Whatever is “descending” is spiritual, perhaps in its very impermanence. It descends into the body, and the body becomes a spiritual vessel. The movement descends “through” you, not to be kept by you. This is one of the unwritten foundational ideas of the Grand Union that was so well intuited by Barbara. While others may have focused on the individual freedom or the challenge to be in the moment, she spoke of GU as “teaching impermanence…. You have to take that feeling and that kind of a performance and that expectation falling to dust.”24

It was not easy for Barbara to let go of a scenario, particularly when another dancer barged in on her carefully constructed character or image. But she realized that “one must let the ego wall down to let the energy flow out into possibility.”25 Her recognition and eventual mastery of this impermanence is a gift she brought to Grand Union.

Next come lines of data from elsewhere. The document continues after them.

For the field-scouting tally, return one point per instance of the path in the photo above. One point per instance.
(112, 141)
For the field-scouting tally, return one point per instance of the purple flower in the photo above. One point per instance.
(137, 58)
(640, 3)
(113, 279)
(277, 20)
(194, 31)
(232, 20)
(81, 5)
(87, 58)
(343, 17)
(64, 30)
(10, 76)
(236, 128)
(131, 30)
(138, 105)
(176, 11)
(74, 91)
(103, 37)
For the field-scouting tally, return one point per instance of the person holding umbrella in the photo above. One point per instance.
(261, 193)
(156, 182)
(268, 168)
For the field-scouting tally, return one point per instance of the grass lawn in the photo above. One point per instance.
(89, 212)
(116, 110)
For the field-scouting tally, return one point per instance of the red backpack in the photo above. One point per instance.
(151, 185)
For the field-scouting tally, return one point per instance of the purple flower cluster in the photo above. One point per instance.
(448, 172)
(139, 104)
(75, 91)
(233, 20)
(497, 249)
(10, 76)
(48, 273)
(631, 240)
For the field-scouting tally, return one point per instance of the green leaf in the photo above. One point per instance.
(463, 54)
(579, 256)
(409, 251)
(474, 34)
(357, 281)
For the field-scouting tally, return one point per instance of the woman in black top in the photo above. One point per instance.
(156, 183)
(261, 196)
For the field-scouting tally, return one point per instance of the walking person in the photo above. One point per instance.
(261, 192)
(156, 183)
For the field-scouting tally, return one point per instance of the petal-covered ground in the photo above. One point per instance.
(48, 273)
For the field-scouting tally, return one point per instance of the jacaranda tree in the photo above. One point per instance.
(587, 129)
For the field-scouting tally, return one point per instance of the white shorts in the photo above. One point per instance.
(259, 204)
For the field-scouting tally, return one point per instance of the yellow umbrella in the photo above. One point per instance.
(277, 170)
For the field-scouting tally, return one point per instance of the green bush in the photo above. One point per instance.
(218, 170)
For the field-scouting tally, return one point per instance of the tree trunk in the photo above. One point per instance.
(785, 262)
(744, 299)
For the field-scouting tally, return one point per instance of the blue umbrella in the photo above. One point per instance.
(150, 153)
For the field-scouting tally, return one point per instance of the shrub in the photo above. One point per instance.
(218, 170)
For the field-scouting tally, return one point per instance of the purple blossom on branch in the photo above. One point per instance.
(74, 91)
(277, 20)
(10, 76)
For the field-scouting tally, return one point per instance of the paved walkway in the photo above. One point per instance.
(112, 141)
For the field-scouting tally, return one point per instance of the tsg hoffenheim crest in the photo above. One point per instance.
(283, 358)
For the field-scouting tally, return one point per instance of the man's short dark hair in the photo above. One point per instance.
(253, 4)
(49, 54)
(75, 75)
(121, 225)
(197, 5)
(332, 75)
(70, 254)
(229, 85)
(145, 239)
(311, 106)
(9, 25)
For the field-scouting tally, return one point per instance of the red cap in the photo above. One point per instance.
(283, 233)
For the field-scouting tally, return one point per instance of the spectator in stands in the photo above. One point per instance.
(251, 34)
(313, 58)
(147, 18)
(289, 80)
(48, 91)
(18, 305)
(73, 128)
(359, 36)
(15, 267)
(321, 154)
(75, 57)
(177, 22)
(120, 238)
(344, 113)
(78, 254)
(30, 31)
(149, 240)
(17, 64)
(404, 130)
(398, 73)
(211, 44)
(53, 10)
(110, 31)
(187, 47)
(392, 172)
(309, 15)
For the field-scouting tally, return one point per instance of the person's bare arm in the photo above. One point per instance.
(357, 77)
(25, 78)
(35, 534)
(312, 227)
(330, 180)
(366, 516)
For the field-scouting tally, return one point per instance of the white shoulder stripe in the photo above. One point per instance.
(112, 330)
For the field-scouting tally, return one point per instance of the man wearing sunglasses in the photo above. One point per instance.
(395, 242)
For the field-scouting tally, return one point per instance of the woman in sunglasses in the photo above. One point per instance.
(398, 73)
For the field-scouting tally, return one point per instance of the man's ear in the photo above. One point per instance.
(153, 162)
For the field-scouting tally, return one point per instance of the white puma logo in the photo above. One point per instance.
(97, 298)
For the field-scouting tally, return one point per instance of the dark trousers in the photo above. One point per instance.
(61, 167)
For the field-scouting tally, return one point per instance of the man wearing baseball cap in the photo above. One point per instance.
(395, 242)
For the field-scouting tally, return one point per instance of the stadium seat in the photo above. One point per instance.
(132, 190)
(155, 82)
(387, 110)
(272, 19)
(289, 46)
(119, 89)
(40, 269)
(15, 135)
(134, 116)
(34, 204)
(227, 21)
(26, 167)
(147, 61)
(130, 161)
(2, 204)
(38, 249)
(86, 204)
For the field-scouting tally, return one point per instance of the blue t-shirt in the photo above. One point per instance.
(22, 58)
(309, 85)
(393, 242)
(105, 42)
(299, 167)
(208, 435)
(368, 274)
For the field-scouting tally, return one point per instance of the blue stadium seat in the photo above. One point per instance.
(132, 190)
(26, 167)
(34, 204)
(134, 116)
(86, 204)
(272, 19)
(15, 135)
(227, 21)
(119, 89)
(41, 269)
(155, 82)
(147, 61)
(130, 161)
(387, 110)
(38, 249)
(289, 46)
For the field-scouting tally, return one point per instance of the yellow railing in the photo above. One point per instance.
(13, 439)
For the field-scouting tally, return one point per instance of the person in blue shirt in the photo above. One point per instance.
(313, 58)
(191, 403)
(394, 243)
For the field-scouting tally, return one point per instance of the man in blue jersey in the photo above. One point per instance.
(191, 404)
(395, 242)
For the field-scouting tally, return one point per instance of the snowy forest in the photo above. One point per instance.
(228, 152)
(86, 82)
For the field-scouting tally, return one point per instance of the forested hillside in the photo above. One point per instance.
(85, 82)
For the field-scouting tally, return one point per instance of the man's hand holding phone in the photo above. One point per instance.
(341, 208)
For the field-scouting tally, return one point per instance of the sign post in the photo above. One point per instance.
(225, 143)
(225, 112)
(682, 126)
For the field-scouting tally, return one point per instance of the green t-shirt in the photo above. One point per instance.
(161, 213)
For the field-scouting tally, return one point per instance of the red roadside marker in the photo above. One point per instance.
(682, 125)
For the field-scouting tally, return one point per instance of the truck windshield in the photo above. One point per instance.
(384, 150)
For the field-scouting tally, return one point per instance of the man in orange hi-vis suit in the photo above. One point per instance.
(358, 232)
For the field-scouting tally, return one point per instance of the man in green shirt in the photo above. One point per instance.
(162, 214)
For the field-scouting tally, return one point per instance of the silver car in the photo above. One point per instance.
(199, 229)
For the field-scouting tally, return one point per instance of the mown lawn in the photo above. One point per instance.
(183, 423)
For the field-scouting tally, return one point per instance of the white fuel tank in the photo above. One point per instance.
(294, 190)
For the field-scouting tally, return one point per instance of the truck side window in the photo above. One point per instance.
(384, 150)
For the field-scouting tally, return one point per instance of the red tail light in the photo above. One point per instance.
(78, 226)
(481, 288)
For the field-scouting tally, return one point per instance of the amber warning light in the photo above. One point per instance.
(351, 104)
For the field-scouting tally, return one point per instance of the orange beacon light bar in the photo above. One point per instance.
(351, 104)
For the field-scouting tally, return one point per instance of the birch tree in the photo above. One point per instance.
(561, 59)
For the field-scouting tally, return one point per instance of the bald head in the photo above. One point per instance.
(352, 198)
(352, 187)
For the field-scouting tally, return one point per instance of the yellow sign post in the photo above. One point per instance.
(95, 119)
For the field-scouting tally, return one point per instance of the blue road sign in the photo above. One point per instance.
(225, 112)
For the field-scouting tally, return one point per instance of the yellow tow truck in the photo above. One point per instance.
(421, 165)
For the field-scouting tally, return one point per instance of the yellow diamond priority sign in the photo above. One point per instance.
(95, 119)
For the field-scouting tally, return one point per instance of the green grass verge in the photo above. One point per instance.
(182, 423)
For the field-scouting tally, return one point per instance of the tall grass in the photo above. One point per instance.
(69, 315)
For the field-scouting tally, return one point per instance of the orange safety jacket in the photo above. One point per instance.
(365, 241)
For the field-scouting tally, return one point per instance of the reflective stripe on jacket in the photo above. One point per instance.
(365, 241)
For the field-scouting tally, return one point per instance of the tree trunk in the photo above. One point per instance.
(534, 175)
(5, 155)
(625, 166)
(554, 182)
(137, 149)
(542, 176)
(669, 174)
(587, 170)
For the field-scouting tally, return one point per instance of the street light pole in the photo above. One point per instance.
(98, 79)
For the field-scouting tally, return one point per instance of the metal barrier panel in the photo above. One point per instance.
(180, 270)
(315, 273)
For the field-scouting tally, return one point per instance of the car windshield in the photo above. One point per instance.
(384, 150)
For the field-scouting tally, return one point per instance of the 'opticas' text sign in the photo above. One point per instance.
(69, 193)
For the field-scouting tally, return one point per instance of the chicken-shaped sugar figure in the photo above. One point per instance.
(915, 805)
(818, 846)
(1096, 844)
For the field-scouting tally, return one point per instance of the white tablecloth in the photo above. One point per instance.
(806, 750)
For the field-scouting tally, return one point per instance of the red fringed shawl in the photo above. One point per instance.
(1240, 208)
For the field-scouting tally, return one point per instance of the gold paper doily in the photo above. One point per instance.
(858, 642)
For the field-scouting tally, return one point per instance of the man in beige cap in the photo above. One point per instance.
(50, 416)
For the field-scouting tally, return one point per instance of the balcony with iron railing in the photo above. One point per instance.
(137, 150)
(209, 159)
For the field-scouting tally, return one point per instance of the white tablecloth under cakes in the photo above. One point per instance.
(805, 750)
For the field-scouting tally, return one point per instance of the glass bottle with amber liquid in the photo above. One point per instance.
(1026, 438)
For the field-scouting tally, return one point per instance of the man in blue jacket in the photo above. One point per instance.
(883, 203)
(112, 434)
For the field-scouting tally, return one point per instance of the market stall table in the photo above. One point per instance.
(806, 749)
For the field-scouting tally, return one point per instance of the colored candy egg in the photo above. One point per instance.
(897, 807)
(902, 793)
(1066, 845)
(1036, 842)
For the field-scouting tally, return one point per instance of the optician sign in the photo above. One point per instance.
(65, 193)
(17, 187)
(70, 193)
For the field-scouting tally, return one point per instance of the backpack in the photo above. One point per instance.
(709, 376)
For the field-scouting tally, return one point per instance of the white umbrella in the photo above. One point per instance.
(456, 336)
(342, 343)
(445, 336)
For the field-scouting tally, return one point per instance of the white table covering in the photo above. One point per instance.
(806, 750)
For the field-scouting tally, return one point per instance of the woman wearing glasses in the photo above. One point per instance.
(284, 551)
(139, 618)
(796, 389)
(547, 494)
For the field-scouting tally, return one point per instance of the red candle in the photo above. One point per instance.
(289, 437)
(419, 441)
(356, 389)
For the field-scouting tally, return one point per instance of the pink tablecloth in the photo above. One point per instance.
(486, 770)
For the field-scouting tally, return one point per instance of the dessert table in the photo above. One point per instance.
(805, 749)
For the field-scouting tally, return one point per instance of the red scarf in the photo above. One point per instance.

Barbara and John Cage shared an interest in Buddhism that went back to the early sixties. During the Cunningham company tours of 1963 and 1964, she had conversations with Cage on long bus rides and car rides: “John was so conversational and engaged, always. Many of his lectures as we toured were philosophical and spiritual in that open hearted, fresh way of his. As I become more immersed in the study and practice of Buddhism, I recognized how much John imparted in his lectures etc., and how it had influenced me. It was an American Dharma that he unfolded and I, too, felt that I wanted to transmit this in classes.”26

She had a deep appreciation for Cage’s philosophy of connecting art and life. When he autographed her copy of Silence, he added his definitions of the four aims of Hindu life in Sanskrit: “Artha = Goal, Kama = Pleasure, Dharma = Judgment, Moksha = Liberation.”27 Barbara treasures her connection with him, artistic and spiritual. For her, the concept of dharma art as that which springs from “the appreciation of things as they are”28 is a close cousin to John Cage and silence.